California’s young adults earn significantly more than their peers nationwide – but those millennial incomes are not substantially above the Golden State’s norms.
My trusty spreadsheet reviewed SmartAsset’s scorecard of 2024 incomes for households headed by millennials in 357 large U.S. cities – including 77 in California. The earnings of this age 25-to-44 cohort were compared with overall incomes for each city to calculate the premium pay of millennials – or, in rare cases, a problematic earnings deficit.
Start with the median household income for California’s city-dwelling millennials at $109,600. That’s 33% above the $82,600 median in the cities outside of California.
Next, consider the overall median income of $101,200 in California compared with $76,100 elsewhere – also a 33% gap.
While California millennials are clearly well-compensated compared with their national peers, consider the modest premium they earn in-state.
The median income for Golden State millennials is above what all California city households earn. That’s the same percentage-point bump found in cities elsewhere in the U.S.
Keep in mind that income levels drive demand for goods and services. The size of paychecks is a key variable in the local cost of living.
This modest millennial pay premium across California can be a source of financial stress for a youthful group facing, among other challenges, the task of raising children or the high cost of buying a home in the Golden State.
Low points
In 10 of these 77 California cities, millennial earnings trail overall incomes – that’s 13% of the state, indicating a high potential for financial stress.
Outside the Golden State, millennials earn less than the overall income in 26 of the 280 cities, which is just 9%.
Those 10 California cities are topped by Santa Maria, where millennial household incomes of $66,000 are 12% below $75,000 for all. That 12% deficit was the third-largest of 357 cities nationwide.
The other nine, ranked by their millennial income deficit …

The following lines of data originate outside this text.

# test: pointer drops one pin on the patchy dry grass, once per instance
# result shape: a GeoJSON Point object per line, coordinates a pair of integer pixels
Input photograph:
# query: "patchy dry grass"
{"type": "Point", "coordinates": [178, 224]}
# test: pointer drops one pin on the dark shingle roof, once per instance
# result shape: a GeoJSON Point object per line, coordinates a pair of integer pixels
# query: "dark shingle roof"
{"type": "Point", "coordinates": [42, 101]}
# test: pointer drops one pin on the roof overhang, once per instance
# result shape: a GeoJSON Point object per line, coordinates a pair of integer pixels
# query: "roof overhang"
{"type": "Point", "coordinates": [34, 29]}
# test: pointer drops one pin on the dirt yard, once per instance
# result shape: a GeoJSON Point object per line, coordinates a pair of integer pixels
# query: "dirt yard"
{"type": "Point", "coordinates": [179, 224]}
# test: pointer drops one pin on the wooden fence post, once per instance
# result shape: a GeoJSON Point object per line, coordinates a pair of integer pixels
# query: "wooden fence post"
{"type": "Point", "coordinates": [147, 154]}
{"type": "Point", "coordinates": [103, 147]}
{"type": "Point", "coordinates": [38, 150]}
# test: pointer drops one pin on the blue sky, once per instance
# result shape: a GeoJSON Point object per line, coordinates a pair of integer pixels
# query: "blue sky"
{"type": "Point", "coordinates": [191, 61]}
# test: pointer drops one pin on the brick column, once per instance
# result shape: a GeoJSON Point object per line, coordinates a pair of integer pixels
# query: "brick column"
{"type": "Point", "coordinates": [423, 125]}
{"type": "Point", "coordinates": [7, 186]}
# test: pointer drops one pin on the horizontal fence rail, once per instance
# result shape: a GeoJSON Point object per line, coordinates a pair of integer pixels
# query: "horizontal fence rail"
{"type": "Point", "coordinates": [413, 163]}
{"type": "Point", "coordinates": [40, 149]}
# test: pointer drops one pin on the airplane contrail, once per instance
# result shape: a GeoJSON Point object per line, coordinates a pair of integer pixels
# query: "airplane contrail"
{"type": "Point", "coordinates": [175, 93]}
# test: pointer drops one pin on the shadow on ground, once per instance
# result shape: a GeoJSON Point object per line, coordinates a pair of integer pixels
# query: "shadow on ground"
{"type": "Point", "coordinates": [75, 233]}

West Covina: 9% deficit (No. 6 highest in U.S.) – $91,800 millennial income vs. $101,300 for all.
Daly City: 7% deficit (No. 10) – $109,600 millennial vs. $117,900 for all.
Inglewood: 5% deficit (No. 16) – $66,200 millennial vs. $69,400 for all.
Visalia: 2% deficit (No. 25) – $83,300 millennial vs. $84,800 for all.
Fontana: 1% deficit (No. 29) – $107,500 millennial vs. $108,700 for all.
Anaheim: 1% deficit (No. 32) – $100,400 millennial vs. $101,100 for all.
Oxnard: 1% deficit (No. 33) – $100,400 millennial vs. $101,200 for all.
Modesto: 1% deficit (No. 34) – $78,600 millennial vs. $79,200 for all.
El Monte: 1% deficit (No. 35) – $70,000 millennial vs. $70,500 for all.
Regionally speaking
This millennial pay premium varies widely across the state.
It’s no surprise that the best pay for millennials is in the tech-centric Bay Area, with a 21% premium across 16 cities: $132,100 for millennials vs. $108,900 for all workers.
And the Bay Area is home to the state’s largest millennial premium – Berkeley’s 42%, the second-highest in the nation: $147,000 for millennials vs. $103,700 for all.
Contrast that to Southern California’s 6% premium: $107,100 for millennials in 46 cities vs. $101,200 for all.
In the rest of California, there’s a 10% premium: $96,900 for millennials vs. $87,800 for all.